Developer Bets That, In Miami, You 'Really Can Live Downtown Without A Car'
Melo Group's new apartment complex, Square Station, opened in June at 1424 Northeast Miami Place, right in downtown Miami, adjacent to a Metromover stop. Rents at the two towers' 710 units range from $1,650 for one-bedrooms to $2,500 for three-bedrooms. Units come with a complimentary parking space, but the developer is offering renters a $100-a-month discount for the entirety of their leases if they forgo the space.
Building parking garages can be costly for developers — reportedly about $35K per spot — and renting out otherwise unused parking spaces can be a lucrative business. But in a statement, Melo Group principal Carlos Melo suggested that the company's motivation was not selfish.
"With Miami becoming more urban, we wanted to reward our residents who use alternative forms of transportation and motivate people to ditch their cars," he said.
Melo Group spokesperson Allie Schwartz Grant told Bisnow Square Station's garage has 940 parking spots.

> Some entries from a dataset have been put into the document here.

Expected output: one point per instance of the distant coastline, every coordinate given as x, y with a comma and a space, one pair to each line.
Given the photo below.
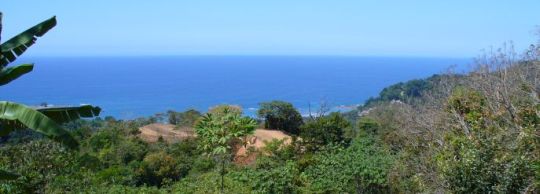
131, 87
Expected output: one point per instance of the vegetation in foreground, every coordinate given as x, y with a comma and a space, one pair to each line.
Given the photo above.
474, 133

"While we’ve built enough spots for every tenant, the goal is to get people thinking differently about public transportation," she said. "If you work in Brickell/Downtown, why sit in your car in traffic for close to an hour to go 10 blocks when you can easily walk half a block from your doorstep to the free Metromover instead?"
Schwartz Grant added that young professionals are already used to Uber and Lyft. "Maybe they’ll realize they can really live downtown without a car," she said.

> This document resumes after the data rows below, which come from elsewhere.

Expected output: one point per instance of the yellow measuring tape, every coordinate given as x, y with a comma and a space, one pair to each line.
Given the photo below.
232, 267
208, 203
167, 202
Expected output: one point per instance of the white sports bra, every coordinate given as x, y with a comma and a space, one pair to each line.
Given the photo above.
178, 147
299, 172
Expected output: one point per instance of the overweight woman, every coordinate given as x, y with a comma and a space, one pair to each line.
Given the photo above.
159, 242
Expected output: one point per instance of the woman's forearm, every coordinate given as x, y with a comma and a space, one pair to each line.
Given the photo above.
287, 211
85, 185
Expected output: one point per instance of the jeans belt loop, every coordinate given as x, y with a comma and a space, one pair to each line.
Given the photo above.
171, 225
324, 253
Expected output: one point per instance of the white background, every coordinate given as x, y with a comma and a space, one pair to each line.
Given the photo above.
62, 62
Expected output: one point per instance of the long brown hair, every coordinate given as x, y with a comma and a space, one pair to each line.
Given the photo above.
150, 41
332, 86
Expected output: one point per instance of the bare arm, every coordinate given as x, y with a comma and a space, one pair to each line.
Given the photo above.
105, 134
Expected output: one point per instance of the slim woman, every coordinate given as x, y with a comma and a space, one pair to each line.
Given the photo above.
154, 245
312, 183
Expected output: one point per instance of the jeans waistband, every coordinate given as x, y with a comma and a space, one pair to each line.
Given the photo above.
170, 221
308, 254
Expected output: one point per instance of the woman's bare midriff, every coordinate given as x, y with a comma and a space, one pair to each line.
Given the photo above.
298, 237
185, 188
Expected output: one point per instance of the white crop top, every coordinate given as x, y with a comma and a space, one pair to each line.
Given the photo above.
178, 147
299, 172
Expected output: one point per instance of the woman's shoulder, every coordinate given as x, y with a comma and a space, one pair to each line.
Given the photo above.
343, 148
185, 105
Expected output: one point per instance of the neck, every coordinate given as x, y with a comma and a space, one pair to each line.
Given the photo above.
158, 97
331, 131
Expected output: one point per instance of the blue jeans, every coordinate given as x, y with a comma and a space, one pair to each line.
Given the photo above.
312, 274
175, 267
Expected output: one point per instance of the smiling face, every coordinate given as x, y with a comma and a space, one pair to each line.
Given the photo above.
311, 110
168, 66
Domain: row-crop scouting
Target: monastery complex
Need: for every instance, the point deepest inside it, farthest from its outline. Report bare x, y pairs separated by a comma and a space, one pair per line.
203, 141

Miami's downtown core has been overlooked for decades, but is in the midst of a redevelopment boom. Square Station is located in a section of Miami that has been designated the Arts & Entertainment District. Within blocks are the Adrienne Arsht Center for the Performing Arts, the Perez Art Museum Miami, the Frost Museum of Science, the Miami Heat's home, American Airlines Arena, and dozens of sparkling new condos.
Miami's public transit is notoriously bad, but as Metromover, Metrorail and trolleys are also nearby Square Station, as is a new private passenger train, Brightline, operating out of a fancy new train station, Miami Central.

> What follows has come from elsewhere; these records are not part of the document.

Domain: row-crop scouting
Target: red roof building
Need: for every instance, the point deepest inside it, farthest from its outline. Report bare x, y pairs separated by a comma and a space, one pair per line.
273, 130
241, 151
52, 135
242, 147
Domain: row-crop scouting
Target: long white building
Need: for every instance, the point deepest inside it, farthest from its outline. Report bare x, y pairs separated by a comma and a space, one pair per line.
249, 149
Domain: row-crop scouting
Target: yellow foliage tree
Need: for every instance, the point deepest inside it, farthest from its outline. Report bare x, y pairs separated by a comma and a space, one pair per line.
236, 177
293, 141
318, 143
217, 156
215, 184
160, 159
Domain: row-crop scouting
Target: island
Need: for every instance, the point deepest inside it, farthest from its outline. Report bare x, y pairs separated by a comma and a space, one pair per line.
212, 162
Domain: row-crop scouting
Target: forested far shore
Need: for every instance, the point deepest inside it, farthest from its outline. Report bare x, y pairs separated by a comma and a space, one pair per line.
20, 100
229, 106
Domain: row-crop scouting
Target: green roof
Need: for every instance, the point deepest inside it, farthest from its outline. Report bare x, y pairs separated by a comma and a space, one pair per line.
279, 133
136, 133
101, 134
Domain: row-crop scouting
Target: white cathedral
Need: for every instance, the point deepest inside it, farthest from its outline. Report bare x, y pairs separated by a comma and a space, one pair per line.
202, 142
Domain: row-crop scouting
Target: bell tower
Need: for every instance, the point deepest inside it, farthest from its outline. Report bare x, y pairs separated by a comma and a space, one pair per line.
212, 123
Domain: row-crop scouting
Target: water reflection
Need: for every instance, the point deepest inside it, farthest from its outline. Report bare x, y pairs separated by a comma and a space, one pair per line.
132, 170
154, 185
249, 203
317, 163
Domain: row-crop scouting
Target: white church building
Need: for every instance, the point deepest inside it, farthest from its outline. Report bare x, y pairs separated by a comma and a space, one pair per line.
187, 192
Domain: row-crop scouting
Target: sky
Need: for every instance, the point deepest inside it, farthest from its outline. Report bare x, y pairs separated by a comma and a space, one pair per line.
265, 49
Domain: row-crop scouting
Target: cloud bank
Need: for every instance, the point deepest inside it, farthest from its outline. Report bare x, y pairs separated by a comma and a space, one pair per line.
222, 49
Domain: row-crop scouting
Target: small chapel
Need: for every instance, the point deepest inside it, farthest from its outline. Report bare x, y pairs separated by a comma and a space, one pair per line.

Miami allows developers to offer fewer-than-normal parking spaces for projects that are transit-oriented developments, and Melo Group has taken advantage, according to the South Florida Business Journal, which reported that a typical Miami building has one and a half parking spots per unit. Melo Group also pledged to make 14% of Square Station's units priced for workforce housing, Miami Today reports.
Jose Luis Melo and his sons, Carlos and Martin, have been on a building spree since arriving from Argentina in 2001, having developed 3,800 total condo and rental units completed with another 2,900 units in the pipeline.
About 2,000 of those units are slated for downtown: Melo Group recently completed another rental project, the 36-story Melody Tower, at 245 NE 14 St. by the Arsht Center, and recently broke ground on Art Plaza, two 34-story towers nearby at 58 Northeast 14th St. Another project, the 36-story Miami Plaza, is being planned for 1502 Northeast Miami Place.